Do Nurses at Lumber City Llc Stick Around?

LUMBER CITY CARE CENTER LLC has a staff turnover rate of 52%, which is 6 percentage points above the Georgia average of 46%. Moderate turnover is common in nursing homes, but families should still ask about staff tenure and how the facility maintains care continuity when employees leave.

Was Lumber City Llc Ever Fined?

LUMBER CITY CARE CENTER LLC has no federal fines on record. CMS issues fines when nursing homes fail to meet care standards or don't correct problems found during inspections. The absence of fines suggests the facility has either maintained compliance or corrected any issues before penalties were assessed. This is a positive indicator, though families should still review recent inspection reports for the full picture.

Is Lumber City Llc on Any Federal Watch List?
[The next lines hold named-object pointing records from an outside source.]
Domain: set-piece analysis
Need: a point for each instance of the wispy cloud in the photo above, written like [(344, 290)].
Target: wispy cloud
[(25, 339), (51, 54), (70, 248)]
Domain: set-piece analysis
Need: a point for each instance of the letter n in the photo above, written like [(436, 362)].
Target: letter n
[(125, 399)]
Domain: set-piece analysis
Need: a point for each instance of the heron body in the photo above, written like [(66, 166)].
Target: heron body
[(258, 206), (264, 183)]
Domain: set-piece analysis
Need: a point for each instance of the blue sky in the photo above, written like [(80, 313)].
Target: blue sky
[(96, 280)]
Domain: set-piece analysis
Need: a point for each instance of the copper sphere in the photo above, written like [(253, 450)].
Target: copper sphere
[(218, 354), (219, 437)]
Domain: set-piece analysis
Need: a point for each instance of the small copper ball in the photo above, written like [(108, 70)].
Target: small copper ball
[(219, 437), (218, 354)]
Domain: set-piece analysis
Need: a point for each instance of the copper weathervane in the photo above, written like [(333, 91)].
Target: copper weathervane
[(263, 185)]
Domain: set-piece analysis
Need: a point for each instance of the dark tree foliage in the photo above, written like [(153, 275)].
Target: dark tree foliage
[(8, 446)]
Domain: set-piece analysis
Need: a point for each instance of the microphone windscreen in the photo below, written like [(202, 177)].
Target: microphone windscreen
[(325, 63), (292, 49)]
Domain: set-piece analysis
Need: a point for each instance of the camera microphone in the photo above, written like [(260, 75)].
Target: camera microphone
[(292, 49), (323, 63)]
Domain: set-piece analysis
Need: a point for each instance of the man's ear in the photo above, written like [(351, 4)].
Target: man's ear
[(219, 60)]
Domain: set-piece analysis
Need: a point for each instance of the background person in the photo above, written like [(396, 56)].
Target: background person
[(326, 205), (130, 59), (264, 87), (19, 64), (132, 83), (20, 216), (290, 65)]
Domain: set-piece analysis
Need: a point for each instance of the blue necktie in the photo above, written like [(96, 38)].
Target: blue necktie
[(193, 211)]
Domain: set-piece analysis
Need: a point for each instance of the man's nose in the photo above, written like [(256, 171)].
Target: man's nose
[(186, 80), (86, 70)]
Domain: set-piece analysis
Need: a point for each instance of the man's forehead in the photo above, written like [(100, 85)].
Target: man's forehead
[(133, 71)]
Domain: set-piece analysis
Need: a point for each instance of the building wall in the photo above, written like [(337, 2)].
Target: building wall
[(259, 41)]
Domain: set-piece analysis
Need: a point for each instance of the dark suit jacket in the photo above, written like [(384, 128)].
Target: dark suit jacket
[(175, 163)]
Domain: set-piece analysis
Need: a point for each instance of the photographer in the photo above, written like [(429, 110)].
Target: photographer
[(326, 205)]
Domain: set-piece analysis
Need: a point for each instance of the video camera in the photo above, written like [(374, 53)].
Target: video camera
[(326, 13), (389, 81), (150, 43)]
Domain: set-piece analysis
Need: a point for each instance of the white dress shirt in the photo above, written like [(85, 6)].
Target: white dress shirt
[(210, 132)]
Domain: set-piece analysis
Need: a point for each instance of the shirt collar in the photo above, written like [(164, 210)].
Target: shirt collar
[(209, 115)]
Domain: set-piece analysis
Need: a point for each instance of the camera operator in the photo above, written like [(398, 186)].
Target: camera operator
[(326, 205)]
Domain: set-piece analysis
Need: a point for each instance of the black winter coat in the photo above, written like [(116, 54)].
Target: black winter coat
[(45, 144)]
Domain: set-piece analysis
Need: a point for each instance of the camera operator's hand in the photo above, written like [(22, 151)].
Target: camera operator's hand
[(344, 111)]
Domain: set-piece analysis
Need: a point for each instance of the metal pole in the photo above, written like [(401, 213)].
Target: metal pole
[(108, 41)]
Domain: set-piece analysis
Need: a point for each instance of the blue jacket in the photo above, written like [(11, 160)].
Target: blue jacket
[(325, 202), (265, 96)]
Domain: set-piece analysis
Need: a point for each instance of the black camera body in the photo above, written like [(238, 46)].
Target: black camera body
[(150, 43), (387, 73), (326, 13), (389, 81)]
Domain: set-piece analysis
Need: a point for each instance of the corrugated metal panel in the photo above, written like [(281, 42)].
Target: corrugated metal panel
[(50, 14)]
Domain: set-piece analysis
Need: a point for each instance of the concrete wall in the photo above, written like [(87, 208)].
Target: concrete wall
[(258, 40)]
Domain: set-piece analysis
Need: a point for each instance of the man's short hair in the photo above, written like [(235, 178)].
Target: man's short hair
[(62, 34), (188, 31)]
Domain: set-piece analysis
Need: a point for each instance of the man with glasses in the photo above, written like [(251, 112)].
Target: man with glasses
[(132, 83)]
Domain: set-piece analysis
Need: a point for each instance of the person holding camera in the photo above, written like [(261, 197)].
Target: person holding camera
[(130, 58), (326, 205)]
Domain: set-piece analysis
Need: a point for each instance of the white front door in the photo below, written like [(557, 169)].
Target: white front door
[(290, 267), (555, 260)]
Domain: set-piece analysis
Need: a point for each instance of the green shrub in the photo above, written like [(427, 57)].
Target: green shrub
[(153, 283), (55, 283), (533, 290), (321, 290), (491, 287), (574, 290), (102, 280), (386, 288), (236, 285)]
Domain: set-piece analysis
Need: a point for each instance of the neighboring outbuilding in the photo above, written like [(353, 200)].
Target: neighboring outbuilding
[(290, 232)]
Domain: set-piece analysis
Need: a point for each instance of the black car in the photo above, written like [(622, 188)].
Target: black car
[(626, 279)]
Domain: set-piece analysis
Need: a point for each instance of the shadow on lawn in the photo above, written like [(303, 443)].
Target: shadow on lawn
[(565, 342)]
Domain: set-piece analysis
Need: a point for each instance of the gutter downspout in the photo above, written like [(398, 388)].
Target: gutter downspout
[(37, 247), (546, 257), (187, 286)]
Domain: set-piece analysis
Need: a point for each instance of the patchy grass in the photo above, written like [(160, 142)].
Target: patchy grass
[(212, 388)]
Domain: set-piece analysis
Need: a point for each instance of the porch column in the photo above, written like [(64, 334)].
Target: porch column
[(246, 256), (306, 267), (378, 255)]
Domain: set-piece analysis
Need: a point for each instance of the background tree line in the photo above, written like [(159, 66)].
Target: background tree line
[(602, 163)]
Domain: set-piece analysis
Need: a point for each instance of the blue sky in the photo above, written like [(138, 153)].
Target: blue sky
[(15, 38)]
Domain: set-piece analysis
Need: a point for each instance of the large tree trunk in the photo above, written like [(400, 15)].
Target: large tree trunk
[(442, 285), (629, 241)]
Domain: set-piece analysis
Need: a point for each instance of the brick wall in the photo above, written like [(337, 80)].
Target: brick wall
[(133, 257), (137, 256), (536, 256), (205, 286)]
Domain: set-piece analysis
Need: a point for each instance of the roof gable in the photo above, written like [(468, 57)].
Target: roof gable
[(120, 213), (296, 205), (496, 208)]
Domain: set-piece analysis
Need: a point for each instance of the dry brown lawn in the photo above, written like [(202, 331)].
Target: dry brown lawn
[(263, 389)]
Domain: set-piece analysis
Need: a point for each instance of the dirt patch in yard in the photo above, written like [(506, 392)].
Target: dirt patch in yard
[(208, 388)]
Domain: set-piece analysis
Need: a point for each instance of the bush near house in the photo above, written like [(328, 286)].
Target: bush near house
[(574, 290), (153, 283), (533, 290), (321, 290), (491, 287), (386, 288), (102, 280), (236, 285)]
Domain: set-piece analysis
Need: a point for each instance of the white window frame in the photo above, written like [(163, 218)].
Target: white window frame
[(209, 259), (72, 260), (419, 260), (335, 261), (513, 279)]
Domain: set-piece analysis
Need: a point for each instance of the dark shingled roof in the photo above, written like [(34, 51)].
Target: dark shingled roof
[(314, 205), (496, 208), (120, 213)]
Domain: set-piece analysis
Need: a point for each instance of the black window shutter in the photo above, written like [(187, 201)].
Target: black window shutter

LUMBER CITY CARE CENTER LLC is not on any federal watch list. The most significant is the Special Focus Facility (SFF) program, which identifies the bottom 1% of nursing homes nationally based on persistent, serious quality problems. Not being on this list means the facility has avoided the pattern of deficiencies that triggers enhanced federal oversight. This is a positive indicator, though families should still review the facility's inspection history directly.